9.5.2 The Training Process
Model training is the process of fitting a model to historical data so it can learn the underlying patterns (Kelleher et al. 2015). The key steps are:
- Split the data into training and test sets. A common split is 80% training, 20% test. The test set is held back and never used during training.
- Select features — the input variables the model will use. Feature selection and engineering can significantly impact performance.
- Choose an algorithm appropriate to the problem: linear regression for continuous outcomes, logistic regression for binary outcomes, decision trees or random forests for complex nonlinear patterns.

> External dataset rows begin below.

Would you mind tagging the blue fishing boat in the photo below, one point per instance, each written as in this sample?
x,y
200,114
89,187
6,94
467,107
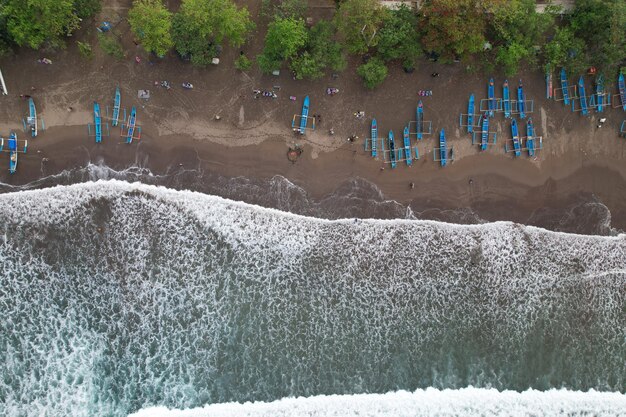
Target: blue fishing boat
x,y
491,94
31,120
521,100
304,117
583,98
622,90
407,146
392,150
484,134
97,122
600,93
132,120
564,86
506,99
419,121
530,137
443,150
116,107
374,137
470,115
515,133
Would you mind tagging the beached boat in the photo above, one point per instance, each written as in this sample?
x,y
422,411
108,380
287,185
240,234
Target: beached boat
x,y
97,122
392,149
515,134
521,101
506,100
564,86
470,114
484,134
419,121
583,98
132,120
116,107
32,117
530,137
443,150
407,146
622,90
374,137
491,94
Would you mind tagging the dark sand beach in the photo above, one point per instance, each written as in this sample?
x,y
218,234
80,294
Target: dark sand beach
x,y
577,176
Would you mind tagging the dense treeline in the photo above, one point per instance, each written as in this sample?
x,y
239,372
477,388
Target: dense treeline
x,y
480,33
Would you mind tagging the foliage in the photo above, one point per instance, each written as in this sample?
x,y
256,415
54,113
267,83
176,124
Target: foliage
x,y
453,28
110,45
321,52
373,72
397,39
151,22
602,25
243,63
285,37
85,50
358,22
200,25
36,22
87,8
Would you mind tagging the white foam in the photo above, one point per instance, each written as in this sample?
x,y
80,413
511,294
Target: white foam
x,y
430,402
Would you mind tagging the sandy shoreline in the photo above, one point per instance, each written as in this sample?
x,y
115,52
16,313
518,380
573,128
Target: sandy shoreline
x,y
579,163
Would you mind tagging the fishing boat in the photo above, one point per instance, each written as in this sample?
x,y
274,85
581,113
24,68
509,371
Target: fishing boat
x,y
407,146
506,99
600,93
32,117
470,114
374,137
530,137
622,90
97,122
116,107
583,98
419,123
564,86
304,117
443,150
484,134
515,133
521,100
492,99
132,120
392,149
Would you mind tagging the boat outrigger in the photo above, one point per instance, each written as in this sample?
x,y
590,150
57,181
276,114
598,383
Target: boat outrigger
x,y
583,98
419,121
521,101
374,137
116,107
407,147
506,100
564,86
392,149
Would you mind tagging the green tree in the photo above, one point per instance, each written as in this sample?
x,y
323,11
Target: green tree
x,y
320,52
373,72
358,22
35,22
151,22
397,39
453,28
284,38
200,25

- Tune hyperparameters — settings that control the learning process (e.g., the regularization strength in a regression, the depth of a decision tree). This is typically done using cross-validation on the training set.
- Fit the model to the training data, allowing it to adjust its parameters to minimize prediction error.
9.5.3 Overfitting and Underfitting
Overfitting occurs when a model is too complex for the data — it memorizes the training set, including its noise, and performs poorly on new data. Underfitting occurs when a model is too simple — it fails to capture the real patterns. The goal is the sweet spot between these extremes.
A practical demonstration with mtcars:
# Split data into training (80%) and test (20%)
set.seed(42)
n <- nrow(mtcars)
train_idx <- sample(1:n, size = floor(0.8 * n))
train_data <- mtcars[train_idx, ]
test_data <- mtcars[-train_idx, ]
# Fit a simple linear model: MPG predicted by weight
simple_model <- lm(mpg ~ wt, data = train_data)
# Fit a more complex model: MPG predicted by all variables
complex_model <- lm(mpg ~ ., data = train_data)
# Compare model performance
simple_pred <- predict(simple_model, test_data)
complex_pred <- predict(complex_model, test_data)
data.frame(
Model = c("Simple (mpg ~ wt)", "Complex (mpg ~ all)"),
R2_Training = c(summary(simple_model)$r.squared,
summary(complex_model)$r.squared) |> round(3),
RMSE_Test = c(sqrt(mean((test_data$mpg - simple_pred)^2)),
sqrt(mean((test_data$mpg - complex_pred)^2))) |> round(2)
)| Model | R2_Training | RMSE_Test |
|---|---|---|
| Simple (mpg ~ wt) | 0.776 | 4.08 |
| Complex (mpg ~ all) | 0.902 | 4.88 |
The complex model will typically have a higher R² on the training data but may have a similar or worse RMSE on the test data — a classic illustration of why parsimony matters.